Continuing to develop my Below The Line theme, I’ve been making more prints with my Gelli plate this week. I used acid-free tissue paper and home-made paste paints. There’s a number of recipes for this kind of paint on the Internet, just Google paste paint or paste paper. I stole my recipe from fellow artist and WordPress blogateer 4Rooms and the Moon.

And adulterated it of course to suit my own needs. I made the paste from cornstarch and added dry pigments (Sennelier). The tissue paper was fragile but I dried each sheet between each layer of printing with a craft heat gun and the starch paint has stiffened and strengthened the sheets. The surfaces buckled with the heat, creating crater-like textured surfaces. The sheets are fragile to look at and very light, but much stronger in reality. They have the quality of communion or rice wafers. Yes, I couldn’t resist tasting one of them! Low in calories they may be but they won’t end up as sandwich bread should I fail to get any artworks out of them!
You will notice that the first image here has holes. It’s to do with DNA. These pattern of holes loosely follow the series of chromosomes that make up the human karyotope. I think the set I copied from was male! I burnt the holes into the paper using an incense stick.
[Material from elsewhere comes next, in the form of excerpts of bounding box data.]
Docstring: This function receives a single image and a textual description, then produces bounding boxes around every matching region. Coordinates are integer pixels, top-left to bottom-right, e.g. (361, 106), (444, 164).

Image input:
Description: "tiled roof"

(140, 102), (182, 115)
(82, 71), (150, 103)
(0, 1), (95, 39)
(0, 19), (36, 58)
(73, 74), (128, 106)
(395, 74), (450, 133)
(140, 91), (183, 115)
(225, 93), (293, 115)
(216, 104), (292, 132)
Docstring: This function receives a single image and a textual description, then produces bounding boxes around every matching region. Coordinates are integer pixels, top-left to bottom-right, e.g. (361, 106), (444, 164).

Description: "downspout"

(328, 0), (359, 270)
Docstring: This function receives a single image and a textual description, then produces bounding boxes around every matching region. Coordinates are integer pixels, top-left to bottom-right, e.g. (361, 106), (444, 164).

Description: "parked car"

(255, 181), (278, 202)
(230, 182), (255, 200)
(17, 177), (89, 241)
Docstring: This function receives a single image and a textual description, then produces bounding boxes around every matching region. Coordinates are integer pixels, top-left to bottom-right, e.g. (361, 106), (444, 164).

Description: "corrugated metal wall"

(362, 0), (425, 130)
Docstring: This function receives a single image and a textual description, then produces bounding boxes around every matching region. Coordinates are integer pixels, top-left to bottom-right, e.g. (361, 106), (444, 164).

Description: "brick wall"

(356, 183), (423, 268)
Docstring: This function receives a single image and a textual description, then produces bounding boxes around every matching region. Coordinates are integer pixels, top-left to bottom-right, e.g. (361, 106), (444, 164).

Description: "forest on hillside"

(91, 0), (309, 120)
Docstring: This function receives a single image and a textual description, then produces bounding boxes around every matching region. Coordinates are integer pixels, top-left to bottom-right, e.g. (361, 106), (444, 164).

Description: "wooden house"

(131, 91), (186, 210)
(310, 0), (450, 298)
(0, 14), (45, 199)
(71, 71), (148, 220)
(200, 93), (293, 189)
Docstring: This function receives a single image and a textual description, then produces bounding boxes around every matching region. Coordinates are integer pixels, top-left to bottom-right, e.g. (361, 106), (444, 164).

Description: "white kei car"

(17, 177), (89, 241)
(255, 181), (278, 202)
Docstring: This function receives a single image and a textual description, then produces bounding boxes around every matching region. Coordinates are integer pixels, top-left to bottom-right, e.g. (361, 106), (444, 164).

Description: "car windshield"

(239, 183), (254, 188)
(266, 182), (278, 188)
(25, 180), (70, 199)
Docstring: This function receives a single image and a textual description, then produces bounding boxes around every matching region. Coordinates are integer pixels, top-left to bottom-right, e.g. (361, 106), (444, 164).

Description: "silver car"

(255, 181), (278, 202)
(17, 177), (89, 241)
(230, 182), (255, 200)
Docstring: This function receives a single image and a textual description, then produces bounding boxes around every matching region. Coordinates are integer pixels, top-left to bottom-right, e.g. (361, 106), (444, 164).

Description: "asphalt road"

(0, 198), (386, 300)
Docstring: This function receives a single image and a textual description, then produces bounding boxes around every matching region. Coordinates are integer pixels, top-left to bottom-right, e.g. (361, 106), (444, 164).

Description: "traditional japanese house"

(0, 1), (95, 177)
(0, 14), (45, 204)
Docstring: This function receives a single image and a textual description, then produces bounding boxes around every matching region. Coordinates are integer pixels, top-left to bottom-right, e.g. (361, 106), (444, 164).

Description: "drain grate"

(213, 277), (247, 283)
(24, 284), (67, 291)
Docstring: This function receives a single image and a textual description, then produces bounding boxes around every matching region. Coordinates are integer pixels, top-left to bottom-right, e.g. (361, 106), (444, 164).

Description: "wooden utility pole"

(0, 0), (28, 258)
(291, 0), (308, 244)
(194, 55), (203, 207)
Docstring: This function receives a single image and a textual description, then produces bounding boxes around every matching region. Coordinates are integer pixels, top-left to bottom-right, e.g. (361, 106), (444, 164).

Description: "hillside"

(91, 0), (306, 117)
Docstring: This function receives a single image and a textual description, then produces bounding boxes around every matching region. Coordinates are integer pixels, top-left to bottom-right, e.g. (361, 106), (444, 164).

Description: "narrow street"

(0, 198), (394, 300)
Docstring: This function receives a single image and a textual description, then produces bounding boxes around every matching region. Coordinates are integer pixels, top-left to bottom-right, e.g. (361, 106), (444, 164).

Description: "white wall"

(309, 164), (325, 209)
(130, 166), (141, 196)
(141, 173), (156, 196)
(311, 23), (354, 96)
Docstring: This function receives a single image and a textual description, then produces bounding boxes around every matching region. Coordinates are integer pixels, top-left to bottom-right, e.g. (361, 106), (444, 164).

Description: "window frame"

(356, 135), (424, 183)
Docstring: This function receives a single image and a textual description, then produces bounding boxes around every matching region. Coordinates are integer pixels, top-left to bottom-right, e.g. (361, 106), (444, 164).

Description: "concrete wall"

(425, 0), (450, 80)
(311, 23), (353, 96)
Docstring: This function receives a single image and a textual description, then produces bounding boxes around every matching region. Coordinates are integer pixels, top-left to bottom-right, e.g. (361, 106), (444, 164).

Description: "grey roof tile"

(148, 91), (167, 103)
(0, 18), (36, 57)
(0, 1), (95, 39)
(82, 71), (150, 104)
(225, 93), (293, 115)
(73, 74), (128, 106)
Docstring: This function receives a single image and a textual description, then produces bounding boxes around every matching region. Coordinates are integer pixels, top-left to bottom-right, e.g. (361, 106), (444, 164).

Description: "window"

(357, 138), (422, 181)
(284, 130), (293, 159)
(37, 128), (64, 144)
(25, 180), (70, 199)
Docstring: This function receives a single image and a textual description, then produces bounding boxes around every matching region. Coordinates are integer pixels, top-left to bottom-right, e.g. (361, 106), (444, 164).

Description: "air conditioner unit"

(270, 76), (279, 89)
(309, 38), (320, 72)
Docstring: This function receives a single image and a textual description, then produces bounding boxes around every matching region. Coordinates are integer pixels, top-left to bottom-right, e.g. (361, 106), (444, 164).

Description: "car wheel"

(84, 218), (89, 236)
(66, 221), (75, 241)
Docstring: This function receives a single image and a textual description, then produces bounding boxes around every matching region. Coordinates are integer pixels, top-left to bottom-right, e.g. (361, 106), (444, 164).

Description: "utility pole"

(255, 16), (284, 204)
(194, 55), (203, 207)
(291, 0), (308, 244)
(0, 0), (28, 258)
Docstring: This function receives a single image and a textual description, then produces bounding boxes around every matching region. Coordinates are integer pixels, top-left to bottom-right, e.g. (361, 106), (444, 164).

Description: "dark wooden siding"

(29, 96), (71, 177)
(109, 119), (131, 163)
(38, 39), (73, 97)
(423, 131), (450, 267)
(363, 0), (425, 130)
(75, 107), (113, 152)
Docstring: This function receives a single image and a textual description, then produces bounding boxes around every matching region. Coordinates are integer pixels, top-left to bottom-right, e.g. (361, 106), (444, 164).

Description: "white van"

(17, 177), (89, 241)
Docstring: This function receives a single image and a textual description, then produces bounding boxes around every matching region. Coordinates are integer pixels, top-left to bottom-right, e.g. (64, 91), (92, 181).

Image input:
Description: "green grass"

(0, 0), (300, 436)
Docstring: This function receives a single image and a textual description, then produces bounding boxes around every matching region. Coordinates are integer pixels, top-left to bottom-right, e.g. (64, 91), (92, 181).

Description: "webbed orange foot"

I’m going to continue to experiment with paste paint. I’ll try different papers and ways of making marks. This is a great way of quickly creating an abundance when one’s well of images is running low. And it’s green art: eco-friendly and largely non-toxic (but I don’t recommend eating the papers)!
And no, I’m not trying to find a way of creating a human by chemical means. Just art! I’m happy to leave the Frankenstein stuff to the scientists.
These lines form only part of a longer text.